The Virgin Suicides
Premier film de Sofia Coppola, The Virgin Suicides se veut être un film critiquant l’éducation rigoriste des filles. Malheureusement, la mise en scène est beaucoup trop ennuyeuse pour marquer les esprits.
Sommaire
Le scénario de The Virgin Suicides
Dans les années 70, la famille Lisbon coule des jours, en apparence, heureux, jusqu’au suicide de la plus jeune des filles : Cecilia. Après une première tentative ratée, sur les conseils d’un psychiatre, les parents vont accepter que leur progéniture côtoie des garçons.
Lors d’une première et unique boom, Cecilia se jette par la fenêtre. Ses sœurs tentent de continuer à vivre leur vie d’adolescente, en particulier, Lux, la plus délurée de la maison.
Mais, les choses vont changer après le bal de promo et l’une après l’autre, les sœurs vont suicider.
Un film creux
Les parents Lisbon sont très sévères et ont eu cinq filles. Comme tous les parents trop sévères, ils essaient de cadenasser leurs filles à la maison, pour éviter qu’elles n’aient des ennuis. Malheureusement, la libération sexuelle est passée par là et on ne peut pas garder des enfants sous cloche indéfiniment.

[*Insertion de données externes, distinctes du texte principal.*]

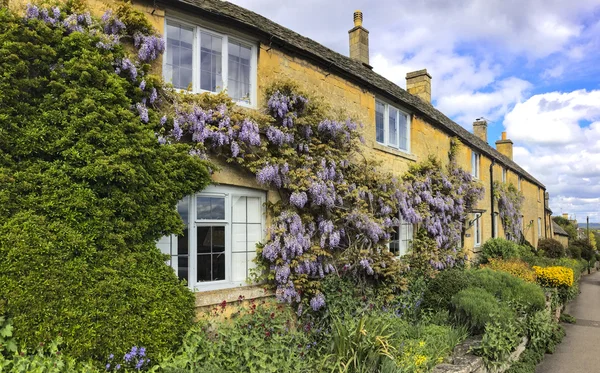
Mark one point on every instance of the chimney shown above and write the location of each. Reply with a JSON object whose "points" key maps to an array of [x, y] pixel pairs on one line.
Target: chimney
{"points": [[480, 129], [359, 40], [418, 83], [504, 146]]}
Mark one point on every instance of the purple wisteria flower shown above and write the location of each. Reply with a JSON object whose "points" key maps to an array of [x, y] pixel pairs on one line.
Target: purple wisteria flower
{"points": [[143, 112], [298, 199], [149, 46], [317, 302]]}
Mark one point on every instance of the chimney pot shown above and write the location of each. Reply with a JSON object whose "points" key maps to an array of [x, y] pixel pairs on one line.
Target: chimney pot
{"points": [[480, 129], [418, 83], [357, 18], [359, 40]]}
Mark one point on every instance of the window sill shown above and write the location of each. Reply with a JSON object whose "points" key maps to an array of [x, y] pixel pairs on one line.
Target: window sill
{"points": [[213, 297], [397, 152]]}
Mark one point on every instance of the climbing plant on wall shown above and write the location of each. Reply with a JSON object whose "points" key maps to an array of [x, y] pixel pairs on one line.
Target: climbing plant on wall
{"points": [[510, 201], [439, 201], [336, 211]]}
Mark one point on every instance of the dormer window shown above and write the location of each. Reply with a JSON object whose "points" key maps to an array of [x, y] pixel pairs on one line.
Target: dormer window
{"points": [[392, 126], [207, 61]]}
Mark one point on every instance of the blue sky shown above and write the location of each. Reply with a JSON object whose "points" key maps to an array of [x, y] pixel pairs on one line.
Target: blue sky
{"points": [[528, 66]]}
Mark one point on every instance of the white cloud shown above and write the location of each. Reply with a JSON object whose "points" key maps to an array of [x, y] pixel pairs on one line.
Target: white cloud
{"points": [[559, 142], [553, 118]]}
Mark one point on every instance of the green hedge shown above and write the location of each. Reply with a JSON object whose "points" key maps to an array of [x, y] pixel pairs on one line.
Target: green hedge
{"points": [[85, 192]]}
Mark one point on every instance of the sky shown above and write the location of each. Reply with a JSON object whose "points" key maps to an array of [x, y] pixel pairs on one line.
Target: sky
{"points": [[530, 67]]}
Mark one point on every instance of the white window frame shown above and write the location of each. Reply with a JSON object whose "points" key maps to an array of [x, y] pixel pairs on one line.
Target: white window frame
{"points": [[496, 233], [475, 164], [386, 119], [197, 29], [227, 192], [477, 229], [403, 223]]}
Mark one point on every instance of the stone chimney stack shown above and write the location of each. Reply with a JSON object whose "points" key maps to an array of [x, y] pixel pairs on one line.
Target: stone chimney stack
{"points": [[359, 40], [480, 128], [418, 83], [504, 146]]}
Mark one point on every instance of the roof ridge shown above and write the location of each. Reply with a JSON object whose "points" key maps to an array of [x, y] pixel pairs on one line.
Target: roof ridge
{"points": [[353, 68]]}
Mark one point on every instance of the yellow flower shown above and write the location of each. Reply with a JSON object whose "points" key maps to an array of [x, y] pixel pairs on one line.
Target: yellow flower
{"points": [[554, 276], [420, 360]]}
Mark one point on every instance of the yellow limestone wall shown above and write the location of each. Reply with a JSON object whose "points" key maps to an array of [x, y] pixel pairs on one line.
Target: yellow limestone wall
{"points": [[359, 104]]}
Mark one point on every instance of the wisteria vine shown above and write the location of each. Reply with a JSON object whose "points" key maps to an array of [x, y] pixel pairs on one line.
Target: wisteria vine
{"points": [[510, 202], [337, 211]]}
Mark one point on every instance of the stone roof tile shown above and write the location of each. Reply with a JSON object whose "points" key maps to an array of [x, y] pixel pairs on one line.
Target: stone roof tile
{"points": [[281, 37]]}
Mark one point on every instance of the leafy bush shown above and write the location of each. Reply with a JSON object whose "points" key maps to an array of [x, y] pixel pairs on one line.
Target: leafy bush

Le problème étant qu’en voulant critiquer une éducation stricte, Sofia Coppola passe totalement à côté de son sujet. L’histoire est racontée du point de vue d’un voisin, amoureux des filles Lisbon, comme tous ses copains et donne donc le point de vue d’un adolescent.
Sauf que si vous demandez à un adolescent ce qu’il pense d’une situation donnée, notamment sur l’éducation des parents, il va forcément dire que les parents sont trop stricts. La réalisatrice a voulu rester fidèle au livre éponyme, dont on ne garde pas plus de souvenirs que le film et rate sa cible.
Public indéfini
Le problème du film est qu’on ne sait pas à qui il s’adresse. On ne sait pas d’où vient le mal-être de Cecilia, le problème n’est jamais vraiment abordé, si ce n’est par une phrase lors d’un entretien avec le psychiatre. On ne sait pas plus pourquoi les filles se suicident alors même qu’elles ont la possibilité de s’échapper ou juste de se rebeller. En tant qu’adulte, on est frustré.
On ne comprend pas non plus pourquoi personne ne se pose de questions sur ce qui se passe dans cette maison, alors qu’on voit tous les voisins cancaner sur le compte de la famille Lisbon. Or, la question qu’on se pose est : le drame aurait-il pu être évité ?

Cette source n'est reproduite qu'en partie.